Rachel Barnes If no formal novation agreement exists between a contractor and a consultant but they act as if there was, a court may accept that the intention was to create an appointment

Clients using design and build as the means of procuring their projects often intend that the professional team should be novated to the design and build contractor once the building contract is let. This may well have been discussed and agreed in principle with the consultants and the contractor at an early stage.

But uncertainties over the contractual position of the parties can arise if at some point in the project - usually during the tender stage - they start to act as if the novation has taken place when in fact no formal deed of novation or new appointment between the contractor and the consultant is ever entered into. The way this can happen is that the consultant stops acting for their original client and performs their remaining services for the contractor. The client stops paying the consultant and the contractor pays the consultant the remaining fee.

Novation is, in effect, the ending or extinguishing of the original contract with the client and the formation of a new contract whereby the contractor and the consultant agree to perform the outstanding obligations under the original contract for the other.

There is no reason in law why this new contract between the contractor and the consultant cannot be implied by or inferred from the conduct of the parties, as it is not necessary to have a formal written agreement for a contract to come into existence.

But without a formal novation agreement you can end up with problems in determining what the terms of that new contract are. There could also be confusion over whom the consultant is liable to for work already carried out and who is to pay the outstanding fees owed to the consultant.

To whom is the consultant to be liable if they have been negligent in the performance of the services for the client prior to ceasing to act for them?

In the absence of express terms (which could be in writing or oral), the terms inferred, or implied, in this new contract are likely to be restricted to basic matters such as the fee to be paid by the contractor and the services to be performed by the consultant for the contractor. In the event of a dispute the court may have regard to what is regularly agreed when this sort novation takes place and assume that what the parties intended, applying an objective test, was that the (probably numerous) terms of the original contract between the client and the consultant also applied to the new contract between the consultant and the contractor, subject to any necessary amendments and any expressly agreed variations. For example, the contractor and the consultant may agree to some changes to the original services that are now to be performed for the contractor.

Since the parties will have, in effect, agreed by their conduct that the consultant should now act for the design and build contractor under a new contract, it is likely that the courts will hold that the original contract has come to an end by mutual consent and the client and the consultant will be stopped from asserting that there are still outstanding obligations to be performed by the other. In a formal novation agreement, this is dealt with by the client and the consultant releasing and discharging the other from the further performance of obligations under the original contract.

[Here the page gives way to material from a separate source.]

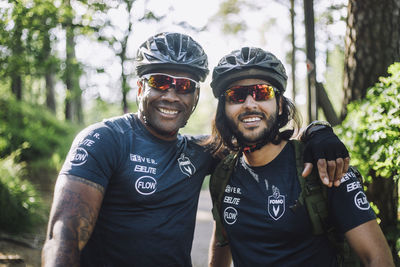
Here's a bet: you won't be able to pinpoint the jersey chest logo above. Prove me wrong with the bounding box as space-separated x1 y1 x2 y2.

What about any liability that has arisen out of the obligations already performed? For example, to whom is the consultant to be liable if they have been negligent in the performance of the services for the client prior to ceasing to act for them?

Normally this would be dealt with in a formal novation agreement. In its absence, the right to sue the consultant in respect of these matters would probably remain with the client. The contractor might try to argue that under the new contract the consultant’s liability should be that which arises under “ab initio” forms of novation agreement, under which the consultant’s liability for pre-novation breaches is determined on the basis of what the consultant should have done for the contractor had the contractor been the consultant’s client from the beginning of the project rather than the original client.

However, it is unlikely that a court would readily infer, without more evidence, that the consultant had agreed with the contractor to be liable to the contractor for breaches of the appointment with the client that occurred prior to novation or that the client had agreed to release and discharge the consultant from any such liability to the client.

As to the consultant, what would be the position if the original client still owed them fees? Again, it would probably be difficult to imply a term into the new contract that the contractor had become responsible for payment of outstanding fees due in the absence of evidence to the contrary and so the consultant’s right to sue the client for those outstanding fees would probably still exist.